Robert Charles WILSON
DENOËL
341pp - 20,00 €
Critique parue en janvier 2013 dans Bifrost n° 69
Dans les précédents volumes, Spin et Axis, les Hypothétiques, extraterrestres dont on ne sait rien, avaient connecté la Terre et Mars à un vaste réseau de planètes accessibles à partir des Arcs. Ils les ont aussi propulsées quatre milliards d’années dans le futur, alors que le Soleil mourant a commencé à entrer en expansion, plaçant par mesure de protection un bouclier filtrant ses radiations. Comment, pourquoi ? Ce qu’on a appelé le spin n’a pas trouvé de réponse.
Après avoir pillé les ressources naturelles, notamment pétrolières, du monde voisin, ce qui acheva de détruire la Terre incapable de supporter la pollution provoquée par les énergies fossiles de deux mondes, les Humains se sont établis sur Equatoria.
Le troisième (et dernier) volet développe deux intrigues parallèles, appartenant à des temps différents. La première se déroule trente ans avant les évènements d’Axis, qui virent Turk Findley et Isaac Dvali enlevés par les Hypothétiques : Sandra Cole, médecin au centre d’évaluation psychiatrique du State Scare de Houston, qui reçoit des mineurs et vagabonds désorientés suite aux événements, est intriguée par le jeune Orrin Mather, probablement parce que l’agent Bose lui voue un intérêt particulier. Il lui confie, pour avis, les premiers feuillets des carnets que le jeune homme aurait rédigés, bien qu’il n’ait pas le niveau intellectuel requis pour s’exprimer de la sorte.
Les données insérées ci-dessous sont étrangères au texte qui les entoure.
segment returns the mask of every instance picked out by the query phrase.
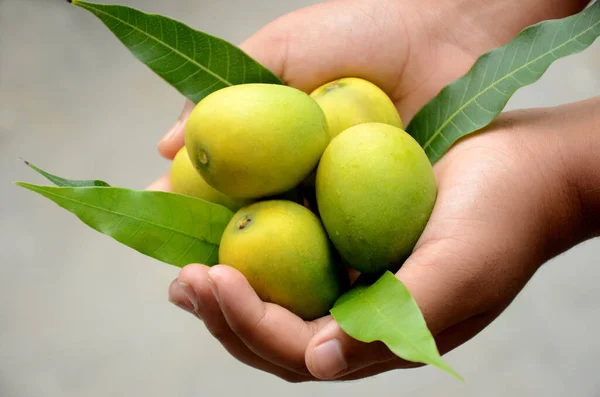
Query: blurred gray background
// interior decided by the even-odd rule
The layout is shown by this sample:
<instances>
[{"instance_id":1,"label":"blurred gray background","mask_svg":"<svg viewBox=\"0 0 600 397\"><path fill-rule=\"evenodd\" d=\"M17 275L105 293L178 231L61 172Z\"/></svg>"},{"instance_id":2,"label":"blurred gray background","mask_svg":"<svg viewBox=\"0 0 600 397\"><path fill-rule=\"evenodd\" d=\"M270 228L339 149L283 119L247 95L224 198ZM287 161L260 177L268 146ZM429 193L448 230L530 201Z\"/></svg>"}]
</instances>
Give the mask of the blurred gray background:
<instances>
[{"instance_id":1,"label":"blurred gray background","mask_svg":"<svg viewBox=\"0 0 600 397\"><path fill-rule=\"evenodd\" d=\"M241 42L302 0L123 0ZM510 108L600 94L600 40L555 63ZM180 95L91 14L0 0L0 396L598 396L600 241L544 266L514 304L433 368L287 384L231 358L167 301L178 269L117 244L11 184L58 175L143 188L169 167L156 143ZM599 110L600 111L600 110Z\"/></svg>"}]
</instances>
Il s’agit des récits croisés de Turk Findley et de Treya/ Allison, censés se dérouler dans un lointain futur, lesquels forment le second pan du récit.
Turk Findley et Isaac Dvali, en effet, sont réapparus dix mille ans après leur disparition dans le désert d’Equatoria et récupérés par Vox, un incroyable monde flottant qui les considère comme des demi-dieux pour avoir approché les Hypothétiques. Vox est une démocratie limbique, où tous les citoyens, reliés par une interface réseau au niveau de la colonne vertébrale, se fondent en une seule conscience appelée le Coryphée, par définition moins agressive et plus humaniste puisque l’intérêt commun est celui de tous. Une utopie pour le moins discutable au vu de l’attitude de la communauté envers certains représentants. Le but de Vox est de rejoindre l’Antarctique où les Hypothétiques se trouveraient, persuadé que leur destin est de lier connaissance avec eux. Tandis qu’Isaac, affreusement mutilé, est reconstruit par la technologie de Vox, Treya, la jeune femme envoyée pour apprivoiser Turk, en retrouvant accidentellement sa personnalité d’Allison Pearl, entre en dissidence.
Sandra Cole, qui apparente ce récit à de la science-fiction, écartée de son patient par ses supérieurs, tente avec Bose de déterminer la raison de cet intérêt pour Orrin : à l’intrigue première se greffe une trame policière qui achève de relier les multiples entrées de ce foisonnant roman.
Les trajectoires de Sandra et Bose, de Turk et Allison se font écho, de même que l’enquête remontant à l’origine d’un trafic se superpose avec l’expédition à la rencontre des Hypothétiques. Les réponses aux questions posées, loin de fermer le roman, lui donnent une envergure encore plus grande, en s’interrogeant aussi bien sur l’avenir proche de l’humanité que sur sa destinée lointaine, ses mutations futures, sur des échelles de temps gigantesques, et ce sans jamais se départir de son humanité ni perdre de vue ses personnages. Du grand art, vraiment ! Et la conclusion à la hauteur d’un triptyque Spin/ Axis/Vortex incontournable.